|
Deparo-me,
com freqüência, com material clínico que me faz interrogar a
aplicabilidade da psicanálise aos mais diversos estilos de vida
contemporâneos. Pergunto-me, por exemplo, se o chamado
“presentismo”1 (Hartog,
2003), com suas operações narrativas próprias, não acarreta
conseqüências pouco favoráveis para a instalação do laço
transferencial. Chamo a atenção para o fato de que o
historiador atento aos estilos de vida atuais, revela o
crescimento rápido da categoria de “presente” e, mesmo, o
que se impõe como a evidência de um presente invasivo, maciço
e onipresente. Isto significa que a experiência que as
distintas épocas históricas mantêm com o tempo não é única
e nem homogênea. A formidável transformação que se opera
sobre a cena das sociedades tecnificadas e opulentas – com a
ênfase, cada vez mais acentuada, no mercado, na eficácia técnica,
e nas mais diversas formas de consumo – promoveu a erradicação
das grandes utopias futuristas, ainda presentes em um passado
recente.
Os
novos estilos de vida que se caracterizam pelo culto do excesso
hedonista não provocam apenas um crescimento do individualismo,
mas uma dissolução das esperanças em um futuro promissor, com
uma visível diminuição das ideais éticos, sócio-culturais e
políticos. O entusiasmo com o progresso histórico dá lugar
aos horizontes em que prevalece uma experiência com o tempo
dominada pela idéia de que o usufruto de um bem é sempre precário
e efêmero. Confundindo-se com a queda das construções
voluntaristas do futuro e com o triunfo concomitante das normas
consumistas centradas sobre a vida no presente, a civilização
atual assiste o advento de uma temporalidade marcada pelo
primado do “aqui e agora”. O “culto da utilidade direta”
(Miller, 2003),
como se exprime Edgar Alain Poe, suplantou a glorificação dos
fins e dos ideais. Menos o futuro é previsível, mais é
preciso ser móvel, flexível, reativo, sempre pronto para
mudar. A mitologia da ruptura radical - quase sempre associada
ao idealismo revolucionário – foi substituída pela cultura
do “mais rápido” e do “sempre mais”: mais
flexibilidade, performance e inovação.
Neo-inibições
e desbussolamentos2
As
particularidades do caso que favorecem a discussão sobre a
interferência do presentismo na própria direção do
tratamento, particularmente, sobre as condições de emergência
da transferência dos jovens em análise, me foi relatado
durante uma supervisão clínica. Trata-se de um rapaz de 23
anos que, antes de procurar o tratamento analítico, passou por
um psiquiatra, amigo e colega de seu pai, queixando-se de
timidez e dificuldade para expor, em sala de aula, os trabalhos
escolares solicitados. Após recebê-lo, por algumas vezes, o
psiquiatra prescreveu um anti-depressivo. Diante de sua fala que
o remédio não estava adiantando nada, o psiquiatra reagiu,
dizendo-lhe: “vamos, então, parar com esse veneno e você vai
procurar uma psicanalista.”
Depois
de alguma hesitação, ele chega à análise acompanhado de sua
etiqueta diagnóstica, fato que, aliás, é bastante
corriqueiro, nos dias de hoje. Portanto, o início do tratamento
coincide com a fala de que é portador de uma “espécie de
fobia social”. Ou seja, o diagnóstico não é mais um assunto
circunscrito ao saber médico, ele é, cada vez mais, objeto de
uma demanda do paciente. É preciso considerar que, nesse caso,
mais do que um diagnóstico, o uso da expressão “fobia
social” assume o valor de um significante-mestre (S1)

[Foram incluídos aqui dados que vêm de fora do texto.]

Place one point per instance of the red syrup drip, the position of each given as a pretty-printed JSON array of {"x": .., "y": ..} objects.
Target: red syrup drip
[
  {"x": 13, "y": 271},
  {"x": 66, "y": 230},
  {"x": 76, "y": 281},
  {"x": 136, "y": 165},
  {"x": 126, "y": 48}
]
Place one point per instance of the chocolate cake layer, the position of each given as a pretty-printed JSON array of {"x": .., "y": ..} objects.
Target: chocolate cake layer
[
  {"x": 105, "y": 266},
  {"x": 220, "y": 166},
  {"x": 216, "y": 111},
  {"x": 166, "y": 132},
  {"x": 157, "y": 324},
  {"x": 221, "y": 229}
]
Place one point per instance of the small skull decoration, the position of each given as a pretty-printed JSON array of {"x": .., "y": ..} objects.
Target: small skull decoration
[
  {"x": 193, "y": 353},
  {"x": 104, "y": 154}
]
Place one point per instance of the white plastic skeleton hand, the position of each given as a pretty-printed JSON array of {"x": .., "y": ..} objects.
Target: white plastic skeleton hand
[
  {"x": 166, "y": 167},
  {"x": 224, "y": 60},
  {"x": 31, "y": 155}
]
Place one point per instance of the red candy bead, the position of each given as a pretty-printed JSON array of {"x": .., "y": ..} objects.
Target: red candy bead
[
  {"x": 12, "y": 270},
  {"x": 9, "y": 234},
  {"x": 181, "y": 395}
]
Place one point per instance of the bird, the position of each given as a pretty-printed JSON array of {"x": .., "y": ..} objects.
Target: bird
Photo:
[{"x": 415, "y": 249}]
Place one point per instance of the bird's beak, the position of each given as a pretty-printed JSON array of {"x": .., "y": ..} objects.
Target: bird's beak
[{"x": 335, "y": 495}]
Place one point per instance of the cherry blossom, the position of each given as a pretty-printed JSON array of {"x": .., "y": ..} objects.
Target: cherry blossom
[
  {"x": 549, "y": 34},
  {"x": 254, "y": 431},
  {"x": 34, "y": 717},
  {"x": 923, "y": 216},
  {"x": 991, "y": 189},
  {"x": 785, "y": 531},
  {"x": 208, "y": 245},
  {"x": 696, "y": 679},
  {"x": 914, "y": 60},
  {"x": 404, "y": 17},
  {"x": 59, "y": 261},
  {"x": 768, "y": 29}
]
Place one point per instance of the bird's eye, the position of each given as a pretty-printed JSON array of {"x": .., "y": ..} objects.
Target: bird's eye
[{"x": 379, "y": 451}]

que visa tornar legível o aspecto angustiante de suas inibições
e desbussolamentos, característicos da chamada hipermodernidade
(Lipovetski & Charles,
2004) Nas primeiras sessões, retoma, com um maior detalhamento
as suas inibições e, principalmente, o quanto se sente mal nos
momentos em que é preciso expor publicamente os afazeres
escolares. Observa-se que ele apresenta grande dificuldade para
dar início às sessões e que se mostra bastante constrangido
quando constata que se espera dele a iniciativa da fala. O silêncio
do analista constitui, assim, um recrudescimento dessas inibições
com a fala.
Que
fazer? O analista decide, então, formular-lhe perguntas, às
quais ele próprio se mostra receptivo. Queixa-se muito. No âmbito
da sua vida amorosa, a timidez o impede de aproximar das moças
que o interessam e, das outras, quando se aproxima, enxerga mil
defeitos e põe fim a esses relacionamentos. Com relação àquelas
que deseja, reclama que quase sempre falta-lhe coragem.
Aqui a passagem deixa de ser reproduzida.